This press release includes Funds From Operations, or FFO, which is a non-GAAP financial measure. For purposes of the Securities and Exchange Commission’s Regulation G, a non-GAAP financial measure is a numerical measure of a company’s historical or future financial performance, financial position or cash flows that excludes amounts, or is subject to adjustments that have the effect of excluding amounts, that are included in the most directly comparable financial measure calculated and presented in accordance with GAAP in the statement of operations, balance sheet or statement of cash flows (or equivalent statements) of the company, or includes amounts, or is subject to adjustments that have the effect of including amounts, that are excluded from the most directly comparable financial measure so calculated and presented. As used in this press release, GAAP refers to generally accepted accounting principles in the United States of America. Pursuant to the requirements of Regulation G, the Company has provided reconciliations of the non-GAAP financial measures to the most directly comparable GAAP financial measures.

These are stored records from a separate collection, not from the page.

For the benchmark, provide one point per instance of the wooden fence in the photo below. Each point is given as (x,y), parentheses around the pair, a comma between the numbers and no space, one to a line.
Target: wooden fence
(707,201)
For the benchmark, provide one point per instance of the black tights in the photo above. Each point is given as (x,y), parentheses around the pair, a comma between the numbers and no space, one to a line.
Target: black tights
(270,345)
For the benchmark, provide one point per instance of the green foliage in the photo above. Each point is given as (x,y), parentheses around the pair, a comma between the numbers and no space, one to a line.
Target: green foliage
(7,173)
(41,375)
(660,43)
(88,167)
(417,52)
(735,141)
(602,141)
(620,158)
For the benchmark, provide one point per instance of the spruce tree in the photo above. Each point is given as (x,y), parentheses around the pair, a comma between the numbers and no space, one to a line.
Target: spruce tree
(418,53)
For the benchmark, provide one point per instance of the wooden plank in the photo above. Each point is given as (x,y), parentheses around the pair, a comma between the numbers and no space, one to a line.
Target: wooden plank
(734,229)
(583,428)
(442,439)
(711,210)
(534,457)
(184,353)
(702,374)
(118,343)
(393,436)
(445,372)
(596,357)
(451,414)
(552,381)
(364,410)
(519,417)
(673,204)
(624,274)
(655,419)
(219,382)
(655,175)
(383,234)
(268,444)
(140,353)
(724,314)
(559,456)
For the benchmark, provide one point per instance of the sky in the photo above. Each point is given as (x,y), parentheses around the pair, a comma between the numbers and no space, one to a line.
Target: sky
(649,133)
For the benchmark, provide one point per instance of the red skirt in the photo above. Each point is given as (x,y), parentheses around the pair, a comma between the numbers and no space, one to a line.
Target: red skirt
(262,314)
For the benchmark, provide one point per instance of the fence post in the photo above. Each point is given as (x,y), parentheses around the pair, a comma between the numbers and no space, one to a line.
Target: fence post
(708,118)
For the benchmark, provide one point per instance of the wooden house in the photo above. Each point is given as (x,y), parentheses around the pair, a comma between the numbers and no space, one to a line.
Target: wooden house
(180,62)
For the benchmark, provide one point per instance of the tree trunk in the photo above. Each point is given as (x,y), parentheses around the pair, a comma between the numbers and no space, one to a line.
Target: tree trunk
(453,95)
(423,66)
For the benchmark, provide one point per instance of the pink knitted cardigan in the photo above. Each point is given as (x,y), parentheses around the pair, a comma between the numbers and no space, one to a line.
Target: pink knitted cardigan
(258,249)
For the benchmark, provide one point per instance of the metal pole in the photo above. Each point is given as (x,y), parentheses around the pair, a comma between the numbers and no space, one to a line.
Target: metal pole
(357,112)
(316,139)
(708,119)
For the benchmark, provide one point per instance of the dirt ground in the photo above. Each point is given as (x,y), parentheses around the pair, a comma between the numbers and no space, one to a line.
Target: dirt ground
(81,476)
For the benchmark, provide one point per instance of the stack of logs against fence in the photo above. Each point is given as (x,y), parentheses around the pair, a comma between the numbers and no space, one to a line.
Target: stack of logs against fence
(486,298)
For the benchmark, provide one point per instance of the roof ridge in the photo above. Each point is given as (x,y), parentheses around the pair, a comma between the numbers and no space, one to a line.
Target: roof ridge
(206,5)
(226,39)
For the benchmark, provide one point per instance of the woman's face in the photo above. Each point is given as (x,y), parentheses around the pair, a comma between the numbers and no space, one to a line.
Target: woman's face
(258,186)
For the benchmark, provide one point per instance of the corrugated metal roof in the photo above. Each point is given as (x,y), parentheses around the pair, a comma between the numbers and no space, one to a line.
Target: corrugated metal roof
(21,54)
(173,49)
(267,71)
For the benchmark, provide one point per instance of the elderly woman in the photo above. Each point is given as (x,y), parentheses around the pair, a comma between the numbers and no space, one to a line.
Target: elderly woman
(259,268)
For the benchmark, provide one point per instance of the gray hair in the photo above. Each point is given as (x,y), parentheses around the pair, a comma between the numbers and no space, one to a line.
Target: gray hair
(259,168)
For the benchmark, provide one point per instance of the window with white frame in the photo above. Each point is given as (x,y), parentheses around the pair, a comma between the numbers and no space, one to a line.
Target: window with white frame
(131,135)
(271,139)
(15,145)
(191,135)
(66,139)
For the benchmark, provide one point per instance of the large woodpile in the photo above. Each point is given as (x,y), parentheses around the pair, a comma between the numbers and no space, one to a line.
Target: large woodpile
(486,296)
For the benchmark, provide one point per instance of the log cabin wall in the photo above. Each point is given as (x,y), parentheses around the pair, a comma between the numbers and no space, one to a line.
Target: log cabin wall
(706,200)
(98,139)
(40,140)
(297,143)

The Company calculates and reports FFO in accordance with the definition and interpretive guidelines issued by the National Association of Real Estate Investment Trusts ("NAREIT"), and consequently, FFO is defined as net income available to common stockholders, adjusted for the effects of asset dispositions and certain non-cash items, primarily depreciation and amortization and impairments on real estate assets. The Company believes that FFO is an important supplemental measure of its operating performance. Because the historical cost accounting convention used for real estate assets requires depreciation (except on land), such accounting presentation implies that the value of real estate assets diminishes predictably over time, while real estate values instead have historically risen or fallen with market conditions. The term FFO was designed by the real estate industry to address this issue. FFO described herein is not necessarily comparable to FFO of other real estate investment trusts, or REITs, that do not use the same definition or implementation guidelines or interpret the standards differently from the Company.

The Company uses FFO as one of several criteria to measure the operating performance of its business. The Company further believes that by excluding the effect of depreciation, amortization, impairments on real estate assets and gains or losses from sales of real estate, all of which are based on historical costs and which may be of limited relevance in evaluating current performance, FFO can facilitate comparisons of operating performance between periods and between other REITs. The Company offers this measure to assist the users of its financial statements in analyzing its performance; however, this is not a measure of financial performance under GAAP and should not be considered a measure of liquidity, an alternative to net income or an indicator of any other performance measure determined in accordance with GAAP. Investors and potential investors in the Company’s securities should not rely on this measure as a substitute for any GAAP measure, including net income.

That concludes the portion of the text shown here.